Like Little Bay (below), Clovelly is a safe, reassuring place to start for inexperienced snorkellers. Unless a storm is brewing at sea, the waters are tranquil and it's easy to get in and out via concrete steps. The most renowned underwater resident(s) is Bluey, a 1.2-metre long blue groper, who was allegedly murdered in 2002 and 2005, but keeps making mysterious returns. The entire Bronte-Coogee coastline is an aquatic reserve, so, in addition to Bluey (and his ooffspring), there's a wealth of marine life. By the way, killing a groper — New South Wales's official fish — can provoke a fine of up to $22,000.
Famous for being the Captain Cook's 1770 landing space, Kurnell is also where you'll find one of the city's busiest underwater communities. For an easy entry point, try Silver Beach, from where you can swim east towards Kamay Botany Bay National Park, passing Cook's obelisk on the way. Keep your eyes peeled for giant cuttlefish, moray eels, sea horses, Port Jacksons and firetruck red weedy sea dragons, decorated with bright blue stripes and canary yellow spots. Fur seals make occasional visits, too.

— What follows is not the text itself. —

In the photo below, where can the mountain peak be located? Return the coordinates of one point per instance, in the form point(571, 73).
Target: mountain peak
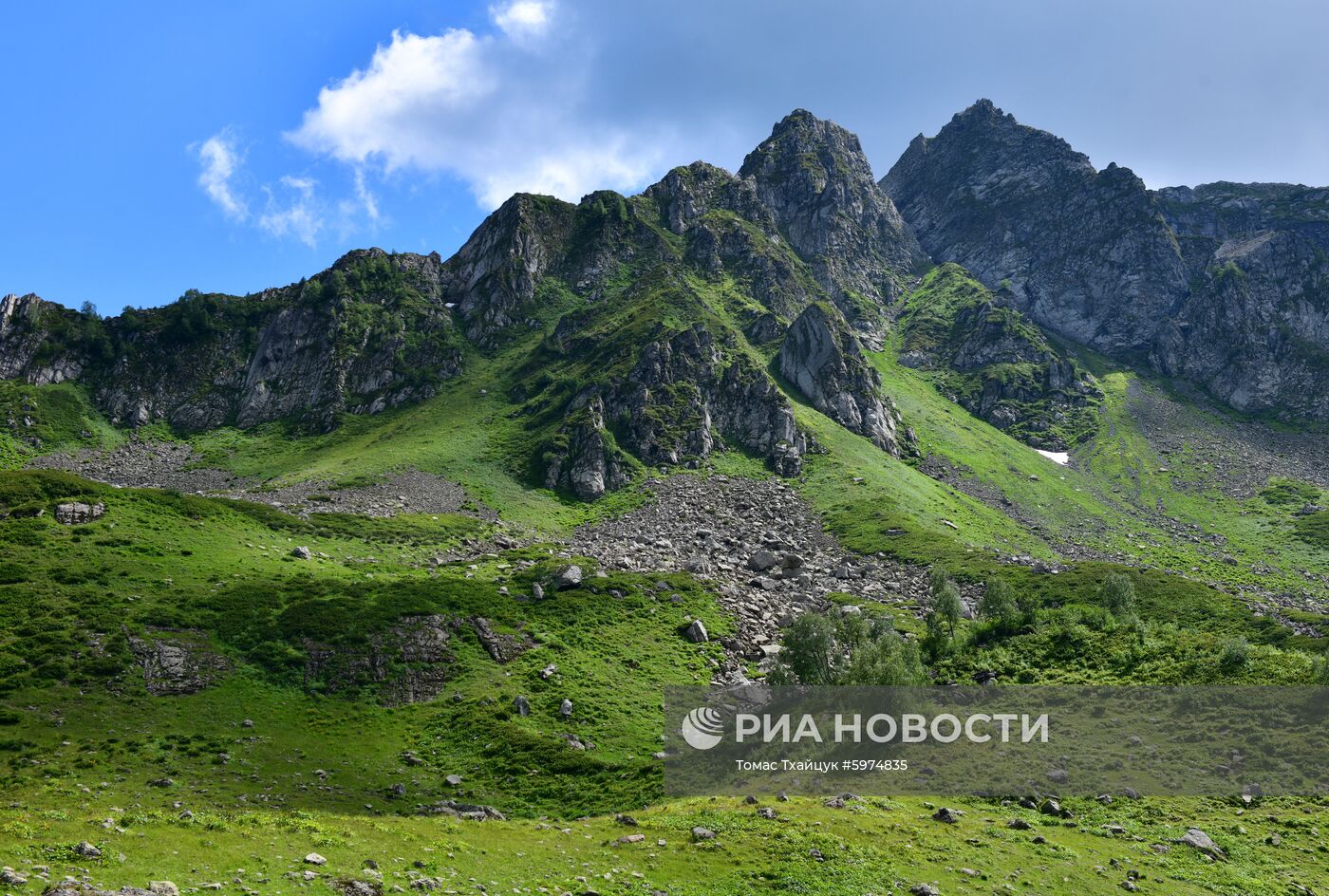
point(817, 182)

Just north of Kurnell, across the mouth of Botany Bay, lies Bare Island. Arrive on a weekend and you'll be sharing with lots of scuba divers; it's one of the most popular diving sites in not only Sydney but also New South Wales. If the island looks familiar despite your having not visited before, that's because you saw it in Mission Impossible II (remember the villain's lair?). The western side has good visibility and vibrant sponge gardens filled with life, including red Indian fish and gurnards, while the eastern coast is hugged by a rocky reef. A footbridge connects the island to the mainland.
For snorkelling newbies, Little Bay is a treat. Rocky headlands provide excellent protection from the behemoth Pacific, so the water is almost always calm and clear. Shy, delicate creatures thrive here, from sea anemones and black urchins to squid and tiny fish, travelling in large, brilliant schools. The beach has toilet and change rooms about half way down the steep timber staircase that leads to the beach.
Just north of Little Bay is Malabar Beach, which is home to not one but two shipwrecks. In 1931, the MV Malabar was travelling to Sydney from Singapore when it smashed into the headland. Everyone on board survived, but the ship (or bits of it, at least) are still in the sea. As are parts of the HMAS Goolgwai, which hit rocks and was wrecked here 24 years later in 1955. It's a hit with divers, and, when visibility's good, snorkellers can check them out, too. Meanwhile, an abundance of octopuses, sting rays and assorted fish will keep you company.
Hidden between Clovelly and Coogee Beaches, Gordons Bay is one of the eastern suburbs' prettiest spots. And it's the only snorkelling destination on this list with a dedicated underwater nature trail. Like the MV Malabar wreck, it's gold for divers, but, thanks to the bay's incredibly clear waters, snorkellers can also enjoy it on most days. Simply follow the series of sunken drums, linked by chains, each of which gives you info about local submarine dwellers, from starfish, sponges, urchins and anemones to cuttlefish, spotted goatfish and garfish.
FISHERMANS BEACH, LONG REEF
This one's inside yet another aquatic reserve: Long Reef, which covers 76 hectares between Collaroy's rock pools and the Long Reef SLSC. Most of it features rocky shores and wild surf, but lovely, sandy, sheltered Fishermans Beach is an exception. Watch out for feather stars, sea stars, heart urchins and sea slugs (also known by the more elegant name nudibranchs).